Cyprus urges Turkey's seriousness in reunification talks
Iran Press TV
Sat Dec 31, 2016 5:50PM
Cypriot President Nicos Anastasiades has called on Turkey to face up to its commitments regarding the reunification of the Mediterranean island when crucial peace talks resume next month in Switzerland.
Anastasiades said in a televised New Year's message on Saturday that talks in Geneva from January 9 would be a major opportunity to test Turkey's seriousness about Cypriot reunification.
He said Turkey "will have to demonstrate whether its public rhetoric about wanting a solution to the Cyprus problem will be transformed into a specific proposal," adding that the talks "will be the first time that Turkey will be brought face to face with its own responsibilities."
Turkey is one of the guarantor powers of Cyprus, along with Britain and Greece. Representatives of the three countries are expected to join Anastasiades and Turkish Cypriot leader Mustafa Akinci on January 12 if talks between Anastasiades and Akinci bear fruit.
Anastasiades said Turkey should stick to its commitments and contribute to the reunification process by providing a proposal that "respect international legality and be consistent with the status of the Republic of Cyprus as an EU member state."
For over 40 years, Cyprus has been divided into the Greek mainland and a breakaway called Turkish Republic of Northern Cyprus, which is solely recognized by Ankara. The area is about a third of Cyprus and has about 20 percent of the island's population.
The United Nations has been mediating for more than 19 months between Anastasiades and Akinci although prospects for a permanent peace deal are very dim. A previous round of negotiations broke down last month.
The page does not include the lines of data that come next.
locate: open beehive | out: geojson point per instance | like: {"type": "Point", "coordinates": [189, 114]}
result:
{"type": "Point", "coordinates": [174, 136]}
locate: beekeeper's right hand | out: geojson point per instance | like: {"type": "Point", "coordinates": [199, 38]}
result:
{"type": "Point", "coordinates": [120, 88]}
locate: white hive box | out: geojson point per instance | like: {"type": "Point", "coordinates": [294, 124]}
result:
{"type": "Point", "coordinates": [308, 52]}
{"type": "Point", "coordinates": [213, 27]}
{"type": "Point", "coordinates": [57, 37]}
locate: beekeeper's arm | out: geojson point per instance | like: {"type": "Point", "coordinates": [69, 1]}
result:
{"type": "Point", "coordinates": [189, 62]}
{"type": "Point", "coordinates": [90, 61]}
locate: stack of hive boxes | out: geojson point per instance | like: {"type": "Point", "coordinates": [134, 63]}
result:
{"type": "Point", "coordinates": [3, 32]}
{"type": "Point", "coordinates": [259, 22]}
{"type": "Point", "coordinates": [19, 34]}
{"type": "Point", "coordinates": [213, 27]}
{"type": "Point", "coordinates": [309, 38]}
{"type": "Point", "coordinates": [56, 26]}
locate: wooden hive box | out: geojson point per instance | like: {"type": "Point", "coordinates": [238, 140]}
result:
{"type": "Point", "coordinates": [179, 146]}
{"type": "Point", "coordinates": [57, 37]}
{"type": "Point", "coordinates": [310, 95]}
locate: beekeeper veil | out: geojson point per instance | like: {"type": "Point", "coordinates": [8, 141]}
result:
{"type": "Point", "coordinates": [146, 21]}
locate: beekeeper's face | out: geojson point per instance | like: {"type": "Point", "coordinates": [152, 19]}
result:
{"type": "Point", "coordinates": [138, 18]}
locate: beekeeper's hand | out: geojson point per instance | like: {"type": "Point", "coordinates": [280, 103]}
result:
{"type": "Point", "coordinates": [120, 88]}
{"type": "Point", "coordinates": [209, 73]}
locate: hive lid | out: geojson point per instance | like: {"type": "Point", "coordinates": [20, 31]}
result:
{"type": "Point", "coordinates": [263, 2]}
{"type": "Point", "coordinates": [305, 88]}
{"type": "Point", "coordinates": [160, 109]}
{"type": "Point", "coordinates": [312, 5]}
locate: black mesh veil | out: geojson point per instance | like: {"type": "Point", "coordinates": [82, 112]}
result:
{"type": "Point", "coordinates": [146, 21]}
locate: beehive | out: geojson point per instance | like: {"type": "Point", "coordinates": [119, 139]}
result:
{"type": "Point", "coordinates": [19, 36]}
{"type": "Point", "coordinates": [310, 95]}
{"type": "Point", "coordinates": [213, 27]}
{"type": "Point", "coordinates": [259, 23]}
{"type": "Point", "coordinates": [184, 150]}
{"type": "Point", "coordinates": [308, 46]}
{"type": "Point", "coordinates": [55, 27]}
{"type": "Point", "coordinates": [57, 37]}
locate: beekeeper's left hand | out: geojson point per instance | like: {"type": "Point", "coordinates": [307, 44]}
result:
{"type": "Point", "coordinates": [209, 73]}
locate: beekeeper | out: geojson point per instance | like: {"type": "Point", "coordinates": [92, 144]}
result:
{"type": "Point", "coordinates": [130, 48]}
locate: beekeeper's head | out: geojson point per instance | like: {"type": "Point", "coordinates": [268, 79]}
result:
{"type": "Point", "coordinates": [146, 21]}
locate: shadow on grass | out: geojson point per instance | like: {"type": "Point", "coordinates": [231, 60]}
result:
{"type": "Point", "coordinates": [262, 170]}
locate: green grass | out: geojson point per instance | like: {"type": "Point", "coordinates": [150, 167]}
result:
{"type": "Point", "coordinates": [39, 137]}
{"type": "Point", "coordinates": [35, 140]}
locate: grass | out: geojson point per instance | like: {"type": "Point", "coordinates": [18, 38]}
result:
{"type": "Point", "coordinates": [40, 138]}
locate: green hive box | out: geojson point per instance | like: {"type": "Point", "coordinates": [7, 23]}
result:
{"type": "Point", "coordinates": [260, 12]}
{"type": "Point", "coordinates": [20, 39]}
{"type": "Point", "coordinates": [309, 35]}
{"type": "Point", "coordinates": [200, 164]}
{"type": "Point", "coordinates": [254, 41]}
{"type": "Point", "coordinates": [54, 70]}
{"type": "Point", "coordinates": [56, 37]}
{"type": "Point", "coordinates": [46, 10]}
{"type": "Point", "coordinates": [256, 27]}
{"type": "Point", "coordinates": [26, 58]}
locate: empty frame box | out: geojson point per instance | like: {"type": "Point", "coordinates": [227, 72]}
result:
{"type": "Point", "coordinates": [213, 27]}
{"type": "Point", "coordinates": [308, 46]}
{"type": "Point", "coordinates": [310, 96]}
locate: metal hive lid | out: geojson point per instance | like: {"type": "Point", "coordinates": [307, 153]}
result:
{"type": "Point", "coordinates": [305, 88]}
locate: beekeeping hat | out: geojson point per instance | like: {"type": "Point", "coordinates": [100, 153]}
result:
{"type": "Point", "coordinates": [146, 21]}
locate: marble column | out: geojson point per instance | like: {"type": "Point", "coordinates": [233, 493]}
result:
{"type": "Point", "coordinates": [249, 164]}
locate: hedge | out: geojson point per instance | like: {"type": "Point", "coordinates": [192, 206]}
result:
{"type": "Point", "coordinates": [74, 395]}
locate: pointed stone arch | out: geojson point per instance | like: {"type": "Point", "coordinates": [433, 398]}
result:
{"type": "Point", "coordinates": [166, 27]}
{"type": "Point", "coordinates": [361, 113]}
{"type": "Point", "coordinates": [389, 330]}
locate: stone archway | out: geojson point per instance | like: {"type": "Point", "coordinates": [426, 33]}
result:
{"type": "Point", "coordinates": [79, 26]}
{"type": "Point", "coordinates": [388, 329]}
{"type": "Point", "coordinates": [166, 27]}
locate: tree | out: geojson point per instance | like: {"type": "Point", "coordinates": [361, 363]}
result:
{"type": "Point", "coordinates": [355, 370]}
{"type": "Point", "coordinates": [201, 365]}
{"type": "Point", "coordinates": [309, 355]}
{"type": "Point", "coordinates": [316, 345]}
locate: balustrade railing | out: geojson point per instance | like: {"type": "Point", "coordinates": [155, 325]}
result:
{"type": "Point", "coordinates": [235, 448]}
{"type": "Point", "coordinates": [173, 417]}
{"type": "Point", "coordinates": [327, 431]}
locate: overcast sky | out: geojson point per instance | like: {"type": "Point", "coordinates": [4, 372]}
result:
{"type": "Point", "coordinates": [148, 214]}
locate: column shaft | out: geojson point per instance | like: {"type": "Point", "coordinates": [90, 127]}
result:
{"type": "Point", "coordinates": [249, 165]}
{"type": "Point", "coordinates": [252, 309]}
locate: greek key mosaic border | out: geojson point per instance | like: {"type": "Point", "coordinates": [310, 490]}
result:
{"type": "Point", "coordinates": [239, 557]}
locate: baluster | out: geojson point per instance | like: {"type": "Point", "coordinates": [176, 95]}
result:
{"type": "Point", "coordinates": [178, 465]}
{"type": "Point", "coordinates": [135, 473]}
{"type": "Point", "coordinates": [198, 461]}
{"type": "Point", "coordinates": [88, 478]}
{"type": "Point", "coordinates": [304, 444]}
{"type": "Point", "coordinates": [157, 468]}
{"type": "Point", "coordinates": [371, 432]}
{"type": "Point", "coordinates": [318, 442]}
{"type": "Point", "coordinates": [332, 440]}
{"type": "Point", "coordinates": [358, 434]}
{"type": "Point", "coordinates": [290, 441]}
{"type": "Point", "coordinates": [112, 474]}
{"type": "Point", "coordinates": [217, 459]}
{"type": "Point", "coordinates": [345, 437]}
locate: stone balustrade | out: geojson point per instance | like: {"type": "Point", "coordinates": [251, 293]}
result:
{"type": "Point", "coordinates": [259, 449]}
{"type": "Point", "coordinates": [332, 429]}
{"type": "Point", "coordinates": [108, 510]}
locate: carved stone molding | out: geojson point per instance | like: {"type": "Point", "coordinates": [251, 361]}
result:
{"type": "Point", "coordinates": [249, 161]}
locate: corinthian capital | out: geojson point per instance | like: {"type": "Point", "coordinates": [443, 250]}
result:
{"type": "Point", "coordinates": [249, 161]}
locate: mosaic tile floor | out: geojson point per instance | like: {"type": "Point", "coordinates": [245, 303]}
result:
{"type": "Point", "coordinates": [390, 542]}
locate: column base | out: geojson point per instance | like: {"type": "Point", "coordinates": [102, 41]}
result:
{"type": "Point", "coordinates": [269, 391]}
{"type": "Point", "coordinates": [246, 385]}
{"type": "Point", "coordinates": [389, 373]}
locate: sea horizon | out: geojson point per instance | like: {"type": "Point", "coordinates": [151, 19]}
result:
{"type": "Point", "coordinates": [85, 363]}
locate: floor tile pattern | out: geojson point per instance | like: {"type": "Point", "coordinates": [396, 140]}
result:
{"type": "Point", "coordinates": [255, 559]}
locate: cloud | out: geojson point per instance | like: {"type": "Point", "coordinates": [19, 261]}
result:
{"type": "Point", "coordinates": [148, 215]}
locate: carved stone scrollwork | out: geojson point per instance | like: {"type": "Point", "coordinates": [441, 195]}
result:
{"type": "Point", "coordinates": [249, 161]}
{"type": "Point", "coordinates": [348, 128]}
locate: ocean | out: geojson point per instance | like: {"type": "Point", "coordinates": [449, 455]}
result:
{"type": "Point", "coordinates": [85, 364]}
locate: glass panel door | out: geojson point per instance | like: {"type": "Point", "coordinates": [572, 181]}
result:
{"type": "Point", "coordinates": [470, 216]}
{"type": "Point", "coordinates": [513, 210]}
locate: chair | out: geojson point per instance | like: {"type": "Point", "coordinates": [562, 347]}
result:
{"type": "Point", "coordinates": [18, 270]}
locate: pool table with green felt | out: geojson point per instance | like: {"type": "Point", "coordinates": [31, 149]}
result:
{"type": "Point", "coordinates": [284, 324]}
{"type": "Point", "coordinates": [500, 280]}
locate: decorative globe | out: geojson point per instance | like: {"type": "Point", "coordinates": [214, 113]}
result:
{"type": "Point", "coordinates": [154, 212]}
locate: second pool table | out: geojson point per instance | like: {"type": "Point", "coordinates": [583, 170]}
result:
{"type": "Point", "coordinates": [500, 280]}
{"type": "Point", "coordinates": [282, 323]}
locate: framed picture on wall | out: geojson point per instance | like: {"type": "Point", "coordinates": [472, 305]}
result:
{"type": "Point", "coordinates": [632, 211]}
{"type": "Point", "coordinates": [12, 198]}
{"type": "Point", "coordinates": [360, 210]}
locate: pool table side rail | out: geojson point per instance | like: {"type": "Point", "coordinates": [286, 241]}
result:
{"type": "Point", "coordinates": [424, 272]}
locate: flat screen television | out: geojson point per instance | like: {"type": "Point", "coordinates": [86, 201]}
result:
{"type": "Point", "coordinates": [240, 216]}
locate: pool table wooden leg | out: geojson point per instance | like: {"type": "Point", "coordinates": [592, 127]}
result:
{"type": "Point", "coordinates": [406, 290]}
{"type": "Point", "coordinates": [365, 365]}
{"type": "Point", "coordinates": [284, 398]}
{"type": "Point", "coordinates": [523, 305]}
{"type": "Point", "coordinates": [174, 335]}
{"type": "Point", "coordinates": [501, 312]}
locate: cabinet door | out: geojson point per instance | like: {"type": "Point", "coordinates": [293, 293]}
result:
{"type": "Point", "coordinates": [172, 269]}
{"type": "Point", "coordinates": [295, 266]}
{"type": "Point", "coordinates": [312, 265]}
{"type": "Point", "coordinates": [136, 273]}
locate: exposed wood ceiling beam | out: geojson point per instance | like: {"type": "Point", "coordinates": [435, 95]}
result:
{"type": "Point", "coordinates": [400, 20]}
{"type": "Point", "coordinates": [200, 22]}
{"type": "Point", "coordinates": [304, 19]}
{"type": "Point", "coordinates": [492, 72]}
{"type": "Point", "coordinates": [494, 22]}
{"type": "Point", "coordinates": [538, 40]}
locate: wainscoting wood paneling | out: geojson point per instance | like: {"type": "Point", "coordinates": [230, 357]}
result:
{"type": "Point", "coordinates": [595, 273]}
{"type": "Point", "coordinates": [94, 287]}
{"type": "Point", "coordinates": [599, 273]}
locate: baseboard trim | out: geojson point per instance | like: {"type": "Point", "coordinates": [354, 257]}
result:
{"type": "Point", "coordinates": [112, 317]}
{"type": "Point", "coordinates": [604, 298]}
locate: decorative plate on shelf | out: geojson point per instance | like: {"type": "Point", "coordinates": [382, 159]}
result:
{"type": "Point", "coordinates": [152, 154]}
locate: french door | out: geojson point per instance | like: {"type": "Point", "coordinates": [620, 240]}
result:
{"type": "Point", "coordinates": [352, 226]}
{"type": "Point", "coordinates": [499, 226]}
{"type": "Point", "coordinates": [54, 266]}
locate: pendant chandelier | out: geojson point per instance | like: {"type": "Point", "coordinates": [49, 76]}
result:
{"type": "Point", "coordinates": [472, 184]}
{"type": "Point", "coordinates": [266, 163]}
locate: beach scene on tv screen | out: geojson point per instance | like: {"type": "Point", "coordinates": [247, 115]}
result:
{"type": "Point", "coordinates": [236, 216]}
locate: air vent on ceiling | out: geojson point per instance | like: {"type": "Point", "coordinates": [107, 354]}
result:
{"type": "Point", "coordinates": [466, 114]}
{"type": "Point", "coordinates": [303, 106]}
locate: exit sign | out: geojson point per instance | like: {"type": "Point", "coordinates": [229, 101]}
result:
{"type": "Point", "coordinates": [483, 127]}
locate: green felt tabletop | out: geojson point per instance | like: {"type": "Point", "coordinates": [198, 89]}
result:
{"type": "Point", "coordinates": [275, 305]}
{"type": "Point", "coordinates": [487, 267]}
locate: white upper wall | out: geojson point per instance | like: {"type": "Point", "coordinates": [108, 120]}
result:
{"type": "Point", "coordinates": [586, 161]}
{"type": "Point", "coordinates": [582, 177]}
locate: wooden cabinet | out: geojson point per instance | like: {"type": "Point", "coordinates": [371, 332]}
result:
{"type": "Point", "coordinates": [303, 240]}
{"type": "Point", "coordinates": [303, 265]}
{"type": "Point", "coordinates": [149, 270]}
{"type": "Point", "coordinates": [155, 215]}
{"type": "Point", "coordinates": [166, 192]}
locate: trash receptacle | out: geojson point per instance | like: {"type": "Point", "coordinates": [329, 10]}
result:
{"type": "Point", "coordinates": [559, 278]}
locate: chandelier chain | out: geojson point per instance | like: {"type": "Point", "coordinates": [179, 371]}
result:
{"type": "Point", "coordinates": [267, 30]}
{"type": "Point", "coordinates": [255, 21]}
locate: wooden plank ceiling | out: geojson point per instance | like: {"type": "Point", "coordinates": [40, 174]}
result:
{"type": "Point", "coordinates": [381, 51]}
A main bone of contention is how much and which land currently controlled by the Turkish Cypriots will be ceded to Greek Cypriot control in the future. Another one is how many Greek Cypriots could return to homes they fled in 1974, when Turkish troops invaded the island to stop an Athens-inspired coup and union with Greece.
Anastasiades has admitted that reaching a lasting peace would be a tough task. "There remain significant differences on substantive issues fundamental to a Cyprus solution."